Un choix culotté mais au final profondément salvateur tant il s'accroche à un événement heureux - être enceinte -, pour en faire le catalyseur d'une tragédie sans nom.
Tout comme Safe de Todd Haynes (dont c'était également le premier long), qui faisait d'une supposée névrose une vraie peur généralisée et tétanisante, Swallow incarne une expérience radicale qui sort durablement son auditoire de sa zone de confort au coeur d'un désordre supposément compulsif, pour mieux lui jeter au visage une critique acerbe et affûtée sur la condition féminine dans la société contemporaine.
Ici la fragilité bouleversante d'une femme devenue impuissante par la force d'un mariage extérieurement idéal, et dont les actes d'autodestruction sont montrés avec une perversité aussi habile que diabolique, jusqu'à un final où l'on comprend - que l'on accepte ou non la compulsion -, le désir d'émancipation de l'héroïne, et sa volonté désespérée de reconquérir comme elle le peut (même de la plus horrible des manières) son indépendance perdue.
Porté par une Haley Bennett absolument habitée et phénoménale, Shallow croque un thriller dramatique surprenant, brillant mais surtout sincèrement osé, sur la libération cathartique qu'un syndrome peut donner à une âme de porcelaine qui ne demande ni sympathie, ni pitié et encore moins notre compréhension : si elle ne contrôle pas sa contrainte ni son corps, personne d'autre ne le fera.
Une manière extrême, voire totalement controversée, de se rappeler qu'elle est toujours en vie, et que son corps est... son corps : un message supposément simple, mais pourtant d'une complexité rare sous ses douloureuses coutures.
Jonathan Chevrier
Swallow est le film auquel l’adjectif « viscéral » va le mieux.

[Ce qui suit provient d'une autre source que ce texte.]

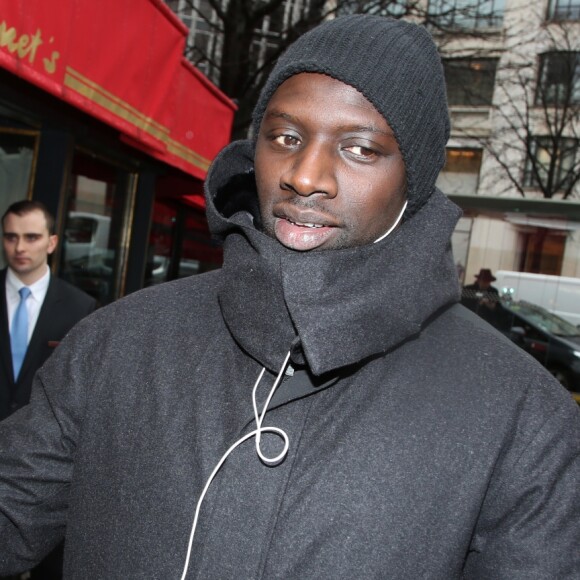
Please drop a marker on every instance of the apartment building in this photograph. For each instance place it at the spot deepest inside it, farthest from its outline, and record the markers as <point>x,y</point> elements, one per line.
<point>513,74</point>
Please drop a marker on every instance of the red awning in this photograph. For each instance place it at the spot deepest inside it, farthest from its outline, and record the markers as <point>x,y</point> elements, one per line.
<point>120,61</point>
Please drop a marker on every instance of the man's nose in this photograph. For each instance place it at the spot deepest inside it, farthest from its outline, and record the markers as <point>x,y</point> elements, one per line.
<point>312,171</point>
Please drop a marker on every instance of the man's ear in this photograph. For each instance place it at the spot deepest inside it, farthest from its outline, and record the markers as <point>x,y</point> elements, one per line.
<point>52,243</point>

Son sujet, la compulsion à avaler de petits objets, y est traité frontalement et sans œillères, sans échappatoire possible aux spectateurs assistant à la névrose d’une femme oppressée. Son héroïne, interprétée magistralement par Haley Bennett se livre entièrement, forçant la compassion immédiate et donc la douleur encore plus violente au travers des plans du film. Les décors et l’image froide, bleue contrastent avec la liberté de l’en-dehors de la maison des jeunes époux. La musique tout à tour inquiétante ou joyeusement routinière se marie parfaitement au ressenti de cette jeune femme au foyer à la créativité bridée par un mari macho à l’extrême.

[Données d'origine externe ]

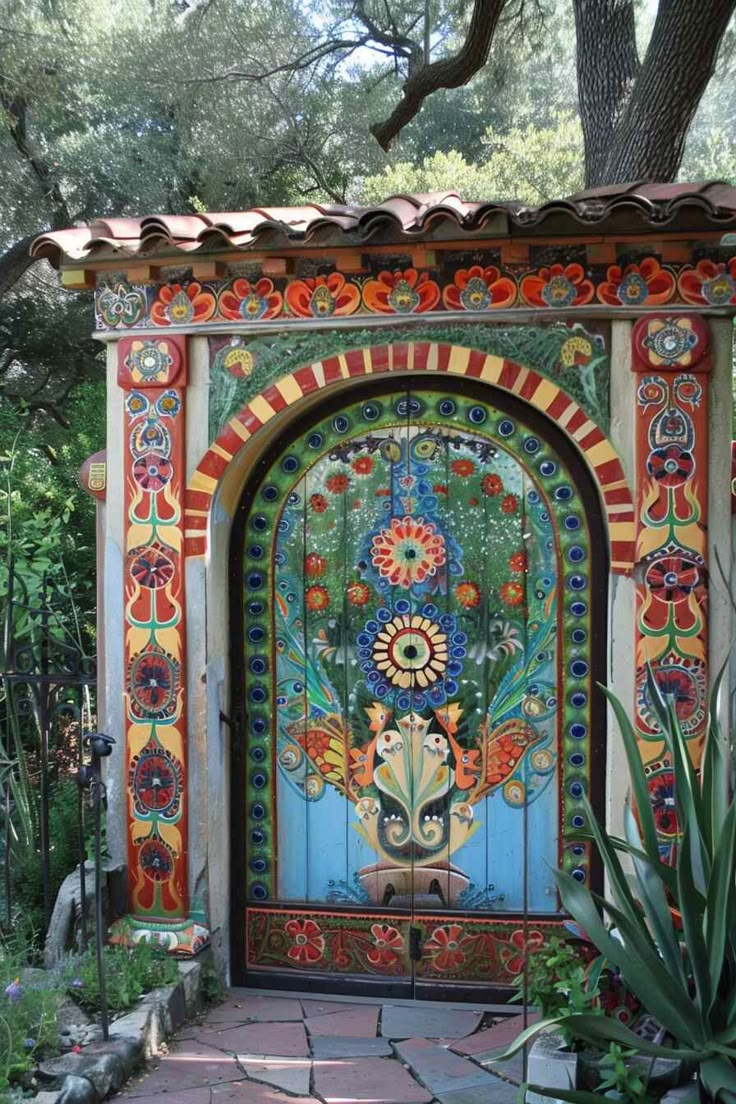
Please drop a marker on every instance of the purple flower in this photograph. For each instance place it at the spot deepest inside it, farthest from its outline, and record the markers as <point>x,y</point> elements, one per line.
<point>13,990</point>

Plus qu’un thriller corporel, Swallow est un parcours de femme, de l’enfermement à la compulsion, d’une histoire familiale difficile à l’autre. Malgré une pathologie peu répandue, le film est suffisamment bien construit pour aborder des thématiques universelles et largement féministes : le retour au foyer, les relations de couple, la famille, le pardon… qui prennent au ventre (littéralement) et émeuvent. Le fait que le metteur en scène se soit inspiré de l'histoire de sa grand-mère n'y est sans doute pa étranger, et ainsi, contre toute attente, Swallow est l’un des films les plus touchants de cette rentrée.